SNAPSHOP OF FOUR-NATION TOUR
The visit, which concludes on December 7, aims to reinforce SA’s bilateral relations with the countries and to strengthen partnerships directed at African development and cooperation in multilateral forums.
During the visit SA and the partner states will explore ways to leverage the opportunities presented by the African Continental Free Trade Area for mutual benefit and with greater support for businesses conducting intra-African trade and investment.
Ramaphosa will be accompanied by a delegation of cabinet ministers and business leaders.
Until December 1, Ramaphosa will visit Nigeria at the invitation of President Muhammadu Buhari.
The visit will coincide with the 10th session of the Nigeria-South Africa Bi-National Commission (BNC) and will reflect on progress made in advancing trade and investment between the two countries.
The BNC is the highest structured bilateral mechanism between the countries.
The 10th session will allow the presidents to review progress made in the implementation of decisions and agree on new programmes to be implemented by the respective governments.
It is expected that five new agreements and memorandum of understanding will be concluded by the respective ministers.
Ramaphosa will visit Ivory Coast on December 2-3, where he will be hosted by President Alassane Dramane Ouattara.
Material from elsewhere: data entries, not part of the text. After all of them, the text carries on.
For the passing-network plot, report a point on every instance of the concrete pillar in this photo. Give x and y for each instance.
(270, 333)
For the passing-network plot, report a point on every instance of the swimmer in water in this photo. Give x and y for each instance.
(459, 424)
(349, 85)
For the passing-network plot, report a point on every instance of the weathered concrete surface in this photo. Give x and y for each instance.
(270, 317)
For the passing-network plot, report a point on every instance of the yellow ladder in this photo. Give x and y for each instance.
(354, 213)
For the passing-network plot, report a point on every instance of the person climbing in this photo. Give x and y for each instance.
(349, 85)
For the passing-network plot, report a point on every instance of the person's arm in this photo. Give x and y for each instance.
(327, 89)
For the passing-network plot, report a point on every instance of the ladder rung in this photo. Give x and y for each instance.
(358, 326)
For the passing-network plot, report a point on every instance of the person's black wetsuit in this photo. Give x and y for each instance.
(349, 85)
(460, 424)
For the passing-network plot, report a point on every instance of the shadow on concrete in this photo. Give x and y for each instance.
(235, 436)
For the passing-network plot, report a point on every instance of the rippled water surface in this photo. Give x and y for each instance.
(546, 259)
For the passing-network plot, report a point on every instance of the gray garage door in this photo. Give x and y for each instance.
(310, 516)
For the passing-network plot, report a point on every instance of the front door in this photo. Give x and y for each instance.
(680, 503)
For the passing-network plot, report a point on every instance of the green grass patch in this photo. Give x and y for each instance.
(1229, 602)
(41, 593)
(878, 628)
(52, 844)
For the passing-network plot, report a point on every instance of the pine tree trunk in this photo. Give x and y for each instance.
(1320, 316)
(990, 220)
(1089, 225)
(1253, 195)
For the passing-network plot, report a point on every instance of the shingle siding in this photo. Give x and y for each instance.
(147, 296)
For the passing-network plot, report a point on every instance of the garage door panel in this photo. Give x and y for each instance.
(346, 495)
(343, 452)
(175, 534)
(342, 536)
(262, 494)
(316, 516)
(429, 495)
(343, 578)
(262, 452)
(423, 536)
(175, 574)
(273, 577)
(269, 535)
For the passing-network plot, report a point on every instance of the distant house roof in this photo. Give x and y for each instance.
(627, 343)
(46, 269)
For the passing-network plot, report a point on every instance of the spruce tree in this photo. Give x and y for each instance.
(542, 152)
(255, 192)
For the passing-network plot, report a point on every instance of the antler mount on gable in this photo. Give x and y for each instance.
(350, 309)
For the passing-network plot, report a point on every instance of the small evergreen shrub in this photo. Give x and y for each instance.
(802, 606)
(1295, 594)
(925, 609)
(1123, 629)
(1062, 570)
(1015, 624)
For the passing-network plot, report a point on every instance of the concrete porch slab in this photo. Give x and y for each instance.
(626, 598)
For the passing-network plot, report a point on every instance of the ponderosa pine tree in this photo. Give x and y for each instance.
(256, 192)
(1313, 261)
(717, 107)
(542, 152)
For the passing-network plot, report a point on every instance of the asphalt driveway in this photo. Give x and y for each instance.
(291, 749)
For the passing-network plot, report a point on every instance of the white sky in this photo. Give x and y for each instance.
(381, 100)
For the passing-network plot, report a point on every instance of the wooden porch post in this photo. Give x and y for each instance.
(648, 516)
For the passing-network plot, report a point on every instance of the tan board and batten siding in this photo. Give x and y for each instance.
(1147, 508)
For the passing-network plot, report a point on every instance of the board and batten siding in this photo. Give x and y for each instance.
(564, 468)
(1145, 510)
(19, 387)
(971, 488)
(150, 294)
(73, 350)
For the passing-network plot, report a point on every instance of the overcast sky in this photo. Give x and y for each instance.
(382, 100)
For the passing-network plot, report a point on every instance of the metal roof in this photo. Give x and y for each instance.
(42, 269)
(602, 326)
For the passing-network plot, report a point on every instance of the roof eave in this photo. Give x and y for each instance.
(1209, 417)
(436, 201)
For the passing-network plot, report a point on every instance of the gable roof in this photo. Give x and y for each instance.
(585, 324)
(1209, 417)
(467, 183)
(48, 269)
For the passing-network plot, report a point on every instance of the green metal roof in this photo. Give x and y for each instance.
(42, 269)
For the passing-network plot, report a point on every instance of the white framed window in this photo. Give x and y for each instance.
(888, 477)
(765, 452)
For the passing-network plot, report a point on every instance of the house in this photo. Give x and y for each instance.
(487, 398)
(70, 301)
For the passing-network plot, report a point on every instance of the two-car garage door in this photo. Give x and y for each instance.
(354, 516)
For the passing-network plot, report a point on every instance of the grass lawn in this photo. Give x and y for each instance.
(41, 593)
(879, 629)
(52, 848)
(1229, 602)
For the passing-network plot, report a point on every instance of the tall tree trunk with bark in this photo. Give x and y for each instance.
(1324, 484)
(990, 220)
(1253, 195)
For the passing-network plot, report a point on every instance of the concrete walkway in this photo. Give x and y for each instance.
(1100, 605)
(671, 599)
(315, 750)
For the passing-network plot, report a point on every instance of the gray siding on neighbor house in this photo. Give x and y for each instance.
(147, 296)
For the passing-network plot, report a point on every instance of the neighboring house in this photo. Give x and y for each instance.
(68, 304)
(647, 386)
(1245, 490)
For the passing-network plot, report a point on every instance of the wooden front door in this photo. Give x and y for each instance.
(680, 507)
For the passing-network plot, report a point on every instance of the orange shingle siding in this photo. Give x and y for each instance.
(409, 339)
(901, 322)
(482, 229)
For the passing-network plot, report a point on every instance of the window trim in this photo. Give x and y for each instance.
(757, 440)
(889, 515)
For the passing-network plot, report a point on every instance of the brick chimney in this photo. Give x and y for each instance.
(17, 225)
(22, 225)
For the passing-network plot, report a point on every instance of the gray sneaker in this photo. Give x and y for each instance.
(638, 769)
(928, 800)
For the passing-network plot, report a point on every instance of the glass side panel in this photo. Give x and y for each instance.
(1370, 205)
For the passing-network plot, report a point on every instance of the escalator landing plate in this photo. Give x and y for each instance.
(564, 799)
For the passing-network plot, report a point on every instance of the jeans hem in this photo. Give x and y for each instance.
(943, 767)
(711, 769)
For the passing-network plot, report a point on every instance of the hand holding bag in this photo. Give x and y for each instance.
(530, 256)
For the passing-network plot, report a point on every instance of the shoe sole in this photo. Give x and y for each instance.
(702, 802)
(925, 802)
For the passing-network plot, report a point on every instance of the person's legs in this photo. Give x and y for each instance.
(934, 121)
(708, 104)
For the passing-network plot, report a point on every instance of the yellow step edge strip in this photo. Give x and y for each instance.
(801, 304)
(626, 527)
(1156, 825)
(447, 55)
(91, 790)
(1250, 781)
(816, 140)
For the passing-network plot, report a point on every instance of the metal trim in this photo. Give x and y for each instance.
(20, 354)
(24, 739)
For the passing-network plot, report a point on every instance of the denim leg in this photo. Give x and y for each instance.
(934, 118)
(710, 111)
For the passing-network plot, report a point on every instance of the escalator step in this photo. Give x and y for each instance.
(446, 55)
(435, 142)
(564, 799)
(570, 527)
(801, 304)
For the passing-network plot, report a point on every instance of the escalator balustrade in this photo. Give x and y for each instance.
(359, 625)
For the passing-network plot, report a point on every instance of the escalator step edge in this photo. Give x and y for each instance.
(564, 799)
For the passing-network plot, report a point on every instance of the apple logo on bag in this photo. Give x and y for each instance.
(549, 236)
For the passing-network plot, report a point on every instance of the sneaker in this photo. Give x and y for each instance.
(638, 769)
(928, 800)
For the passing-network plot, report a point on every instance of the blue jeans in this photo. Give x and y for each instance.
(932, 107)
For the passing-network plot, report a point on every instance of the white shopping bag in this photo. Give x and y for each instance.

The visit is significant and historic given that it is the first since diplomatic relations between the countries were established in May 1992.
In the capital, Abidjan, Ramaphosa will address the opening session of the Africa Investment Forum, jointly organised by the Ivory Coast and the African Development Bank, under the theme “Accelerating Transformative Investment in Africa”.
Ramaphosa will be in Ghana on December 4-5 where he will be hosted by President Nana Addo Dankwa Akufo Addo.
The visit will culminate in an inaugural session of the Bi-National Commission.
The bilateral relations between SA and Ghana have grown significantly over the years.
Underlining these strong relations is the elevation of structured bilateral relations from a permanent joint commission for cooperation (PJCC) to a bi-national commission, to be chaired by the heads of state.
The trip will conclude in Senegal where Ramaphosa will be from December 6-7.
Ramaphosa will on December 6 participate in the Dakar Peace and Security Forum.
On December 7, Ramaphosa will engage in an official visit programme between SA and Senegal.
SA and Senegal already enjoy cordial bilateral political, economic and social relations underpinned by strong historical ties dating back to the years of the liberation struggle.
A number of agreements will be signed , including one to elevate the joint commission for bilateral cooperation from ministerial to presidential level. This will allow for the further consolidation of ties between the two countries.